Die Studie1, die am 4. Juli 2026 in der Elsevier-Zeitschrift Finance Research Letters veröffentlicht wurde, basierte auf einer staatlichen Jahres-Panel-Datenbank, die alle 50 Bundesstaaten und den District of Columbia von 2001 bis 2024 umfasste. Die Ökonomen Yingzhong Wang und Lili Wu von der Shenzhen-Universität verglichen die Bankrottraten vor und nach der Einführung von Freizeit-Cannabis-Gesetzen in den Staaten und fanden heraus, dass die Legalisierung mit etwa 38 weniger Anträgen pro 100.000 Einwohner pro Jahr verbunden war – ein Rückgang von etwa 12 Prozent im Vergleich zum Durchschnitt von 314 Anträgen pro 100.000 Einwohner vor der Legalisierung.

Das ist eine Wirkung auf der Bevölkerungsebene, nicht auf individuelle Antragsteller. Aber auf nationaler Ebene ist es nicht unbedeutend: etwa 400.000 US-Haushalte beantragen jährlich persönliche Bankrotten, und der Antrag hat Jahre der beschädigten Kreditwürdigkeit, eingeschränkten Zugangs zu Wohnraum und Arbeitsplätzen und verringerten Ausgaben zur Folge.

Die Verbindung zur Verhaftung

Der mehr innovative Beitrag des Papiers ist sein vorgeschlagener Mechanismus, den die Autoren als “Rechtskosten-Kanal” bezeichnen. Die Legalisierung, so argumentieren sie, verringert die Wahrscheinlichkeit, dass ein Haushalt wegen Marihuana verhaftet wird und die damit verbundenen Kosten – Gerichtsgebühren, Anwaltshonorare, verlorene Arbeitszeit und der langfristige finanzielle Druck eines Strafregisters.

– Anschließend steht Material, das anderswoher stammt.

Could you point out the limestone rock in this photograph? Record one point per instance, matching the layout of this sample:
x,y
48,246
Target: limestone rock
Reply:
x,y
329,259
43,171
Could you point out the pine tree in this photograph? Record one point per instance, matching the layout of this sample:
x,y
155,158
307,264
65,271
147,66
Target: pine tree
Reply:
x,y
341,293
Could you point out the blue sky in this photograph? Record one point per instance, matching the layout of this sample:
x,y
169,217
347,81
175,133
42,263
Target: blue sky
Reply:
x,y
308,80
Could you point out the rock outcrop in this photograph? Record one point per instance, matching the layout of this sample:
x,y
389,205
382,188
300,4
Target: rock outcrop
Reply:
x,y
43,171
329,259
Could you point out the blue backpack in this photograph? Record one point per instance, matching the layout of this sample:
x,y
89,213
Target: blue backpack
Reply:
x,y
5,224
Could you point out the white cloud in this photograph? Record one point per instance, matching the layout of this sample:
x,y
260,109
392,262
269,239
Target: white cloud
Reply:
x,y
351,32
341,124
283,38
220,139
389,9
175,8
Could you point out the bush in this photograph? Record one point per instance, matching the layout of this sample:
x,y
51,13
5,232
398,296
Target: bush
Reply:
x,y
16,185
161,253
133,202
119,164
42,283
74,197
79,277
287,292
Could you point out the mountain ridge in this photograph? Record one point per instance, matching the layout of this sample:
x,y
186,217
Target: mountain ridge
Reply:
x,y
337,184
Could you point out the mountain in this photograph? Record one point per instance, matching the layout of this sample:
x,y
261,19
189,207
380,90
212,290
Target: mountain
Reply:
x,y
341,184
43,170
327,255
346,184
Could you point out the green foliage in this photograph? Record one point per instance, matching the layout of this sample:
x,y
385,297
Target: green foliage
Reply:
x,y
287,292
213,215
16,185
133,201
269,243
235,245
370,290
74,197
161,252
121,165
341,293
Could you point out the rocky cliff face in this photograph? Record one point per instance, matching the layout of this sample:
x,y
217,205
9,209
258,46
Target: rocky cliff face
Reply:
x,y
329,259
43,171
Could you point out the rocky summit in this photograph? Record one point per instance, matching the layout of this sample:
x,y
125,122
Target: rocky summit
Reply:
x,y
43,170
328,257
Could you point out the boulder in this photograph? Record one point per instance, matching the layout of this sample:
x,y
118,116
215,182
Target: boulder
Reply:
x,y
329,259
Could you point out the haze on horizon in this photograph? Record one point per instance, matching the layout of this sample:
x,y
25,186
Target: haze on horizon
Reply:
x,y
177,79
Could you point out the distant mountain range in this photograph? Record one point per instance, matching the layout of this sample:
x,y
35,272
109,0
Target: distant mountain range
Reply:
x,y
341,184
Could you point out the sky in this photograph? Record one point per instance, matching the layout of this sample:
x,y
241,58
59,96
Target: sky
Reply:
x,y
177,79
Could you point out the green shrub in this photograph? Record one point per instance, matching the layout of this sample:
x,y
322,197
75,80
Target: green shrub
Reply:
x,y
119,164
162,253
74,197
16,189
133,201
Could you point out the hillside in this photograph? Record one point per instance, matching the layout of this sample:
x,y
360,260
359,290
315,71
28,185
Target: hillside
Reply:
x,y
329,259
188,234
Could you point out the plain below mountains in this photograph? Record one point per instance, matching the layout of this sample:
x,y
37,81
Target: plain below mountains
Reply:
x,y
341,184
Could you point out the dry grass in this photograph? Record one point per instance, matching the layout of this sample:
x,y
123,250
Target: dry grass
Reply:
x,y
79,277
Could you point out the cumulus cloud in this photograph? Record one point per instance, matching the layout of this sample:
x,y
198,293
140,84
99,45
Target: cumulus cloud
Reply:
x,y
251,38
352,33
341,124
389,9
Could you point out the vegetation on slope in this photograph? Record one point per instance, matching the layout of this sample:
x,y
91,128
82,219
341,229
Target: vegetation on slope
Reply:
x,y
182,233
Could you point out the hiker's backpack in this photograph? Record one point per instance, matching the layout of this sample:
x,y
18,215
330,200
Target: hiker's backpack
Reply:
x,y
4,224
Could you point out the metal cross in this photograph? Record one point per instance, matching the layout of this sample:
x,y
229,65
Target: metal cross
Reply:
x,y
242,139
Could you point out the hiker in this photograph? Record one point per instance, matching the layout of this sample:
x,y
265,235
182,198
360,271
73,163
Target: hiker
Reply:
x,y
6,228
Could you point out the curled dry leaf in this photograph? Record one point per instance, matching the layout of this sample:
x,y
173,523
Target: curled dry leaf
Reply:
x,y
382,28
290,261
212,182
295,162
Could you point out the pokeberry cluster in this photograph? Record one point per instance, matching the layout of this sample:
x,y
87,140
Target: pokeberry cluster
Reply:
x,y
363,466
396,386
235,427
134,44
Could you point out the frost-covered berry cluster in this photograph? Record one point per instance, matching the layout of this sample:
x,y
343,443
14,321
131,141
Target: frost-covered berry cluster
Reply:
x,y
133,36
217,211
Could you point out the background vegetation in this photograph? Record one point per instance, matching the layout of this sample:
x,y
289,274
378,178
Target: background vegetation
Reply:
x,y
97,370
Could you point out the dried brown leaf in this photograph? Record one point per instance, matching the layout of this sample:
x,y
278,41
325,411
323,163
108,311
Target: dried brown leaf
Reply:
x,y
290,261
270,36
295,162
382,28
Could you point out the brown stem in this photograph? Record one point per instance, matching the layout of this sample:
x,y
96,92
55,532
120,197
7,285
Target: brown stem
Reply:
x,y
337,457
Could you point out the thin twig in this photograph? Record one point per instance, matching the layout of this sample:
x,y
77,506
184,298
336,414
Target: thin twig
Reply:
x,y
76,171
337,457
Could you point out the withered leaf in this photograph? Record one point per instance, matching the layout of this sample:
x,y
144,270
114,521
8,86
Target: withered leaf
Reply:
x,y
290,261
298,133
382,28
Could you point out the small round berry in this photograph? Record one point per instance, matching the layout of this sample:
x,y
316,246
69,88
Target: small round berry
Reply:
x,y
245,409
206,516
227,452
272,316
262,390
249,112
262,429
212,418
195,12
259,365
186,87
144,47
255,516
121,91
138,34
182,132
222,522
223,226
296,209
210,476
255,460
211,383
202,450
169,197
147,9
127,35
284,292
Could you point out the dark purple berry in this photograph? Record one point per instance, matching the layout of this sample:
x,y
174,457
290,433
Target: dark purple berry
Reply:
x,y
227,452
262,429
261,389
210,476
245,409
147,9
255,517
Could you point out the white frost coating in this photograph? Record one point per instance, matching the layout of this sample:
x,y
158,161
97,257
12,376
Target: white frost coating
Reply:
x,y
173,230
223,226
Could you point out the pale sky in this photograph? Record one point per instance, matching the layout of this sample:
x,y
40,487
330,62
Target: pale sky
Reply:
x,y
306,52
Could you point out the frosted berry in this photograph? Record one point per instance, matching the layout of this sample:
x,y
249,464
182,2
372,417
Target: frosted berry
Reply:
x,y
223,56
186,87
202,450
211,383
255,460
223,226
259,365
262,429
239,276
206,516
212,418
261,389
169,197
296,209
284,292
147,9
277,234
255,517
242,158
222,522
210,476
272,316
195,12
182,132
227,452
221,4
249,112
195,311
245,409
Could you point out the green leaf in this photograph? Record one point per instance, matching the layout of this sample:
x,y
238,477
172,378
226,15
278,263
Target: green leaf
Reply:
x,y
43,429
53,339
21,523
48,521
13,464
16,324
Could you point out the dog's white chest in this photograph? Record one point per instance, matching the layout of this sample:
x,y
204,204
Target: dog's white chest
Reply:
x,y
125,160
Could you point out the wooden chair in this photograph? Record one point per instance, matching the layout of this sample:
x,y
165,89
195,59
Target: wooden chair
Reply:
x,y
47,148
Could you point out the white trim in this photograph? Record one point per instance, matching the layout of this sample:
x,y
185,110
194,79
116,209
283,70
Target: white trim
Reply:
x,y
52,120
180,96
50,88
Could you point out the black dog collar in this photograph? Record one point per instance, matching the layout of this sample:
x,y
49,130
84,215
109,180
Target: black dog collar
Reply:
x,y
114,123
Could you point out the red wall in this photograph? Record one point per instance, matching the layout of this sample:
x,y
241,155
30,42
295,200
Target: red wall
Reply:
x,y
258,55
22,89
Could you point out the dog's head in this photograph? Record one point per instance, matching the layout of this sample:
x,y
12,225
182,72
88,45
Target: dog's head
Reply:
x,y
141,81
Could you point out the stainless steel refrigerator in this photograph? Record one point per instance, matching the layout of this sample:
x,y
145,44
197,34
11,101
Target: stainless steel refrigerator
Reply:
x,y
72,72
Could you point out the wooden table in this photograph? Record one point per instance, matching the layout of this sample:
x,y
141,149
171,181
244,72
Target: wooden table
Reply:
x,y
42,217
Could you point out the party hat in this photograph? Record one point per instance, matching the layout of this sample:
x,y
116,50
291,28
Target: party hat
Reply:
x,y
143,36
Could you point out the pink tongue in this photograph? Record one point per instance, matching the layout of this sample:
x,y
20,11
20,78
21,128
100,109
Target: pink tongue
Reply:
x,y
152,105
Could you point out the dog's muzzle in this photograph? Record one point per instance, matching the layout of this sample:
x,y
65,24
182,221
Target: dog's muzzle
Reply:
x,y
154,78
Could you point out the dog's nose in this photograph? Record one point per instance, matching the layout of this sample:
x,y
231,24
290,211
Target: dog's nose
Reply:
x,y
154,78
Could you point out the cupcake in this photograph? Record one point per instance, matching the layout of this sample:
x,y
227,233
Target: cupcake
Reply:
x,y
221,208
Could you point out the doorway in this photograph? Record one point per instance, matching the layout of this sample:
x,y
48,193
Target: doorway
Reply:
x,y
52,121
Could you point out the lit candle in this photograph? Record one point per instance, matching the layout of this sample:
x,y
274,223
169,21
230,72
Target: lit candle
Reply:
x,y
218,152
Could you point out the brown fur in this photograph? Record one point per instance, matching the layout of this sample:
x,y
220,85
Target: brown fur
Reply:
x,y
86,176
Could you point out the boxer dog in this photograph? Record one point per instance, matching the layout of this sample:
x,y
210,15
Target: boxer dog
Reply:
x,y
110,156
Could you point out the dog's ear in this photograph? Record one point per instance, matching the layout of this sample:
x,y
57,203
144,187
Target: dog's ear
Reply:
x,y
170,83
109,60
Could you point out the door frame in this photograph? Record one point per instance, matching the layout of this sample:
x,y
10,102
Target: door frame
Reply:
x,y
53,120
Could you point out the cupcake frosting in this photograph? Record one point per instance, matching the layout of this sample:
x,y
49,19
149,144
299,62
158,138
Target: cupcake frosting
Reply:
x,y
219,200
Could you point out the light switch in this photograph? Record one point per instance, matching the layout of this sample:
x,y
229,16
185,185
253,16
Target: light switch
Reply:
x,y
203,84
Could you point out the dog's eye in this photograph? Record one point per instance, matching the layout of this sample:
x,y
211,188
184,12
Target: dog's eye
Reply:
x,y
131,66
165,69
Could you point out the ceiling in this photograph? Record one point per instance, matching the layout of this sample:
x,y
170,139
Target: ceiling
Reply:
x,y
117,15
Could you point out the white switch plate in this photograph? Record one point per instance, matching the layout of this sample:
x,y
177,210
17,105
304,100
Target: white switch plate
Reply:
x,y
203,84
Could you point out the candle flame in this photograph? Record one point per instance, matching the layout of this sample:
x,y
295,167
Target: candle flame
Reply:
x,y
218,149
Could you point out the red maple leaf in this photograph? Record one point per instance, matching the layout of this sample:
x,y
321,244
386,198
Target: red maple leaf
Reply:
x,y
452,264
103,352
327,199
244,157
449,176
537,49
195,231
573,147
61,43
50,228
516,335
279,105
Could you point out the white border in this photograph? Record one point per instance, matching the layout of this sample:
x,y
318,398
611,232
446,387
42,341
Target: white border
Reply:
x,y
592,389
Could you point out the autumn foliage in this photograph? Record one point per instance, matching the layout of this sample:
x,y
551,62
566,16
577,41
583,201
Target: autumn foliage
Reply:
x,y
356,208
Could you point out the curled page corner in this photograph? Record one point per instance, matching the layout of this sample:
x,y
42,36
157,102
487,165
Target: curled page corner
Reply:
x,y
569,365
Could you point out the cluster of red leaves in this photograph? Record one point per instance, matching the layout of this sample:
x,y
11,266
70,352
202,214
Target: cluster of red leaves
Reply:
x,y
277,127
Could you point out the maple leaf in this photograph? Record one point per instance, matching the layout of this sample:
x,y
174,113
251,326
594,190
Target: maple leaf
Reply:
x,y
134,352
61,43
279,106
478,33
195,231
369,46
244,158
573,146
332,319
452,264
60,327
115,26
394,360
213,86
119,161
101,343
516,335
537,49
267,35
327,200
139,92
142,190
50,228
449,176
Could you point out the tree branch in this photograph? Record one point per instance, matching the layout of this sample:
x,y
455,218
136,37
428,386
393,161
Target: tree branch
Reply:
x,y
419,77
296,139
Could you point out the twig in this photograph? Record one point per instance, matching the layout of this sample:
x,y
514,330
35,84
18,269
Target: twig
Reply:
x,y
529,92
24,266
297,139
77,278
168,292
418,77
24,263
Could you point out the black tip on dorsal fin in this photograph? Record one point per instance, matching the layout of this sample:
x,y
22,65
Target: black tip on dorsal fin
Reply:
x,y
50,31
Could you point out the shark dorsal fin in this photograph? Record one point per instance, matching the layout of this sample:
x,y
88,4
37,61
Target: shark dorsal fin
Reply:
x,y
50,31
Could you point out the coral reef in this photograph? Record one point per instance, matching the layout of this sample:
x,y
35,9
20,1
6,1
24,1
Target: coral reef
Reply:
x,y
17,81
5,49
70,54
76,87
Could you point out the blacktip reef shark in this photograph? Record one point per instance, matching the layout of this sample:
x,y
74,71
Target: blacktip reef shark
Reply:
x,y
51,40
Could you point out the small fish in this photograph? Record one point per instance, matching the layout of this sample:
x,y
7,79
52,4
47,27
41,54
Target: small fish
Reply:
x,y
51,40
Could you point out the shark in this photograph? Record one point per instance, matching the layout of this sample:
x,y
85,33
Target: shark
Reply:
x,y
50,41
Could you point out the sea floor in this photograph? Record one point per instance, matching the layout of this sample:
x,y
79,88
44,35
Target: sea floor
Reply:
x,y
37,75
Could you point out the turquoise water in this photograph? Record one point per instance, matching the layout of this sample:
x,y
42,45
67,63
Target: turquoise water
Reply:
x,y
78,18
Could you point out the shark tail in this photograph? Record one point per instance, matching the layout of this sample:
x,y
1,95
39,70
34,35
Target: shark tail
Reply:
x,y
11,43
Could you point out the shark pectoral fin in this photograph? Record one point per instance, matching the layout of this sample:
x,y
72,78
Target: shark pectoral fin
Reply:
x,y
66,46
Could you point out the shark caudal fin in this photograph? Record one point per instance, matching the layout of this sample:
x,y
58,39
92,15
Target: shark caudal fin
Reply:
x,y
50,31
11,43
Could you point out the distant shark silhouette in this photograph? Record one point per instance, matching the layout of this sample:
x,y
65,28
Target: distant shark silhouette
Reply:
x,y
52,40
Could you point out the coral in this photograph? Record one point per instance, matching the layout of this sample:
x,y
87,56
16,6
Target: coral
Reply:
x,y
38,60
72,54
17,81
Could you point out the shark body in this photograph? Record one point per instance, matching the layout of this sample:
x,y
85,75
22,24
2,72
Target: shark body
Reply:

Die Daten, die diese Behauptung stützen, sind auffallend. Die Legalisierung von Freizeit-Marihuana verringerte die Marihuana-Verhaftungen um etwa 87 Prozent, fand die Studie heraus, ohne die allgemeinen Kriminalitätsraten zu beeinflussen. Marihuana-Verhaftungen erreichten einmal mehr als 870.000 pro Jahr auf nationaler Ebene, so dass der Rückgang der Strafverfolgung eine reale Quelle finanzieller Schocks für Haushalte am Rande der Wirtschaft entfernt, auch wenn Verhaftungen in Staaten, die das Verbot aufrechterhalten, fortbestehen.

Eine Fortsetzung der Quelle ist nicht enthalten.